Sonra gölgeler, nefesler birbirine karıştı. Sonra birleşti, bütünleşti hepsi… Bir oldu, bin bir oldu… Sonra yine tekti her biri. Sonra birkaçı bir araya geldi, yine birlikte oldu. Sonra tekrar ayrıldı… Böyle saatler, hatta günler geçti. Sonra yine tekrar bir aradaydık. Alıp vermeler hızlandı, bazen çok hızlandı. Sessizlik yine yok oldu. Sesler, konuşmalar, fısıltılar her yanımızdaydı. Sonra tekrar ayrıldık. Yine sessizliğe gömüldük. Hesaplaşmalar arasında kendi dünyalarımızın kapılarından geçtik; yine tek tek, yine her eşikte durup diğerlerini bekleyerek, yine onların izlerini izleyerek, yine her bir izin üzerinden adım adım giderek.

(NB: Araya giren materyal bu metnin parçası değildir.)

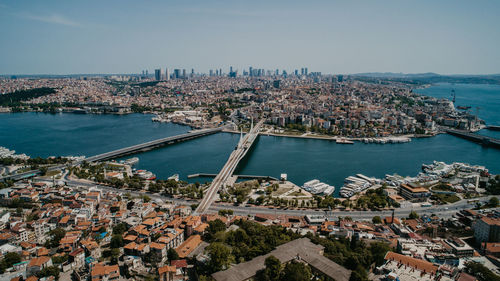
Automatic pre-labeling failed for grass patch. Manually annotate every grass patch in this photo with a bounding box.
[433,193,460,204]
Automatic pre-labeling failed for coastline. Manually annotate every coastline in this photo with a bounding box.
[222,128,433,143]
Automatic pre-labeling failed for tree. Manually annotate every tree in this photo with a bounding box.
[465,261,500,281]
[167,247,179,262]
[372,216,382,224]
[208,219,227,234]
[280,261,311,281]
[37,265,60,280]
[207,242,233,273]
[0,252,22,273]
[255,255,282,281]
[408,211,419,219]
[488,197,499,208]
[113,223,128,235]
[46,228,66,248]
[110,234,123,248]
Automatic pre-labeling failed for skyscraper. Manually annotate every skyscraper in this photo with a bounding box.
[249,67,253,77]
[182,69,186,78]
[154,69,161,81]
[174,69,181,79]
[165,68,170,81]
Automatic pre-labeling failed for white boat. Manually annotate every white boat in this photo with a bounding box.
[168,174,179,182]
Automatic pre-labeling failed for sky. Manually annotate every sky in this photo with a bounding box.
[1,0,500,75]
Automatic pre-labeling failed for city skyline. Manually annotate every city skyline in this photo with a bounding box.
[1,0,500,75]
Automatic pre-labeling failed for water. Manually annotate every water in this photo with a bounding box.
[0,83,499,196]
[414,83,500,138]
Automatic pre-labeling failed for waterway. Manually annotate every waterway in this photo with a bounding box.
[0,84,499,196]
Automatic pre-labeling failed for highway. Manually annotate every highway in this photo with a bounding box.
[194,119,265,214]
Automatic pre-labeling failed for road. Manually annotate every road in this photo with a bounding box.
[194,119,265,214]
[59,176,498,221]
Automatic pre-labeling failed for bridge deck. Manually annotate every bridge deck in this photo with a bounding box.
[194,120,265,214]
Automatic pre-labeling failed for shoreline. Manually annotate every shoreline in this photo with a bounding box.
[222,129,435,143]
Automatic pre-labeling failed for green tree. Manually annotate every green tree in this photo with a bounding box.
[167,247,180,262]
[408,211,419,219]
[488,197,499,208]
[372,216,382,224]
[280,261,311,281]
[256,256,282,281]
[112,223,128,235]
[207,242,234,273]
[110,234,123,248]
[45,228,66,248]
[465,261,500,281]
[0,252,22,273]
[37,265,60,280]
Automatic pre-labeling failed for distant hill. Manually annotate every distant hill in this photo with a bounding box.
[351,73,500,85]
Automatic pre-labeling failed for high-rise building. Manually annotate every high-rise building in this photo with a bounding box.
[304,67,308,76]
[165,68,170,80]
[209,69,214,76]
[249,67,253,77]
[154,69,162,81]
[182,69,186,78]
[273,80,281,89]
[174,69,181,79]
[294,69,299,76]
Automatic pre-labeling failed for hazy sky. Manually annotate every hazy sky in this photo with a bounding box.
[1,0,499,75]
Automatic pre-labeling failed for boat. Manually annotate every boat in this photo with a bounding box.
[168,174,179,182]
[457,106,471,110]
[134,170,156,180]
[302,179,335,196]
[336,138,354,144]
[121,157,139,166]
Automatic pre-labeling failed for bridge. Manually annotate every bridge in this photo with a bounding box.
[0,127,224,181]
[486,125,500,131]
[444,128,500,149]
[85,127,223,162]
[194,119,265,215]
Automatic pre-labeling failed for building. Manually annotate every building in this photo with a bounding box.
[445,238,474,257]
[158,265,176,281]
[399,183,431,201]
[212,238,351,281]
[91,264,120,281]
[474,217,500,243]
[155,69,162,81]
[380,252,438,281]
[26,256,53,277]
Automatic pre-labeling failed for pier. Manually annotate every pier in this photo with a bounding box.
[194,119,265,215]
[444,128,500,149]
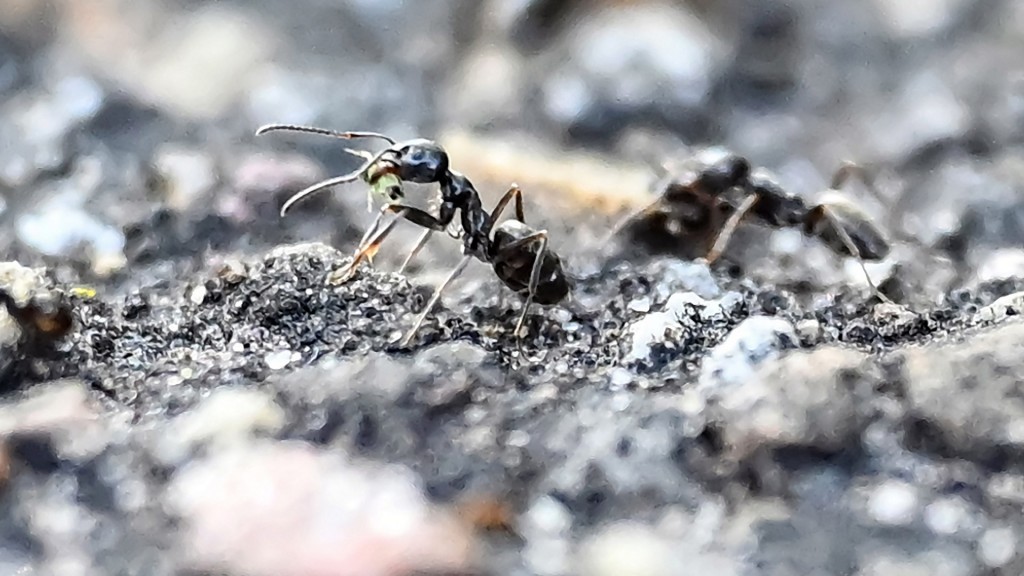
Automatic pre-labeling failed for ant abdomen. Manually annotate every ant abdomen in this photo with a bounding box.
[490,221,571,306]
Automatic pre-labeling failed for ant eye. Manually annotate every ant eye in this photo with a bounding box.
[409,147,428,163]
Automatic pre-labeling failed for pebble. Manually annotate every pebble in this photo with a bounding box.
[923,496,974,536]
[698,315,798,393]
[16,200,125,259]
[165,442,475,576]
[977,526,1016,568]
[870,0,969,39]
[868,480,919,526]
[264,349,293,370]
[577,521,679,576]
[622,292,707,364]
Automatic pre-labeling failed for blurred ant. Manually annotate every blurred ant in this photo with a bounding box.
[255,124,449,273]
[256,124,573,347]
[0,288,74,385]
[0,289,74,349]
[609,147,894,301]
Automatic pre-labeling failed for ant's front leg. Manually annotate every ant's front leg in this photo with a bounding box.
[328,204,449,285]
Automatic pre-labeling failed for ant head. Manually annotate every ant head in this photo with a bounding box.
[376,139,450,184]
[808,193,891,260]
[694,147,751,194]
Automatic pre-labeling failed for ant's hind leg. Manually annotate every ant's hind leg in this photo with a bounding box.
[491,231,550,339]
[705,193,758,264]
[401,254,473,347]
[818,205,896,305]
[489,184,525,223]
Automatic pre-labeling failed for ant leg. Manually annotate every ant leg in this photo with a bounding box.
[331,204,447,283]
[400,254,473,347]
[599,197,664,248]
[397,229,434,274]
[831,161,924,250]
[354,203,396,267]
[492,231,550,339]
[705,193,758,264]
[488,184,525,222]
[329,207,410,284]
[830,161,886,202]
[817,205,895,305]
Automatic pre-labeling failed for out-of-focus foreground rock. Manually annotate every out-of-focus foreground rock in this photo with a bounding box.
[2,0,1024,574]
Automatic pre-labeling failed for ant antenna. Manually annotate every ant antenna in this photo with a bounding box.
[278,146,396,217]
[255,124,397,145]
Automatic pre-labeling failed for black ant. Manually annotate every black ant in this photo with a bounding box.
[256,124,573,347]
[609,147,894,301]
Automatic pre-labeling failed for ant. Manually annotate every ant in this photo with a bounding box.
[0,289,74,349]
[256,124,573,347]
[609,147,894,302]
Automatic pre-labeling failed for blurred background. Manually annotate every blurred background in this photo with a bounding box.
[1,0,1023,298]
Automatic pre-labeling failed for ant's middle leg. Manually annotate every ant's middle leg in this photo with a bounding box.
[705,193,759,264]
[400,254,473,347]
[815,204,895,305]
[398,228,434,274]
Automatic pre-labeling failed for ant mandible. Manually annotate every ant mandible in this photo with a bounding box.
[609,147,894,302]
[256,124,573,347]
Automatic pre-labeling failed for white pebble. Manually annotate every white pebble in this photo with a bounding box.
[923,497,971,535]
[868,481,919,526]
[628,297,652,313]
[578,521,679,576]
[978,526,1017,568]
[609,368,634,389]
[264,350,292,370]
[189,284,208,305]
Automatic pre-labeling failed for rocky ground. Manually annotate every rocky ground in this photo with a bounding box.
[3,0,1024,575]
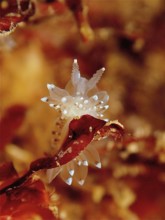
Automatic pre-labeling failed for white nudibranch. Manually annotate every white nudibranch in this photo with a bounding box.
[41,59,109,186]
[41,59,109,121]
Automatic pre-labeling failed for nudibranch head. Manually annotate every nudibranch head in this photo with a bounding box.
[41,59,109,121]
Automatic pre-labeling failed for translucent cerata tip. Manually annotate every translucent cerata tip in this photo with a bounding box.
[41,97,48,102]
[47,84,55,90]
[74,59,78,64]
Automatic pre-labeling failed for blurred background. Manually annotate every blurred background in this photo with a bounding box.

Sanki bir cemevinin ortasında, sanki bir cem meydanında, sanki birçok cem meydanındaydık. Her bir meydanda kim bilir kaç kere, bir çember etrafında dönüp dönüp duruyorduk… Şimdi artık bütün sınırlar yok olmuştu. Etrafımızdaki mekanların, odaların, duvarların, duvarlarda asılı olanların, çizgilerin, yapıtların arasındaydık, kimin olduğunu bilmediğimiz. Kendi dünyalarımızın, burada gördüğümüz bütün dünyaların kapıları kalktı, yine yok oldu ve yine hep bir oldu. Her birimiz yüzlerce kapıdan geçiyorduk. Tek bir kapıyı bile atlamadan, sanki her bir kapının eşiğine basmadan geçiyorduk. İşte yine cem meydanındaydık, yine her birimizin dünyasındaydık. Yine tek olduk, yine bütün olduk. Kendi dünyalarımızlaydık, bizi çevreleyen diğerleriyle, sanki yüzlerce cemevi ile…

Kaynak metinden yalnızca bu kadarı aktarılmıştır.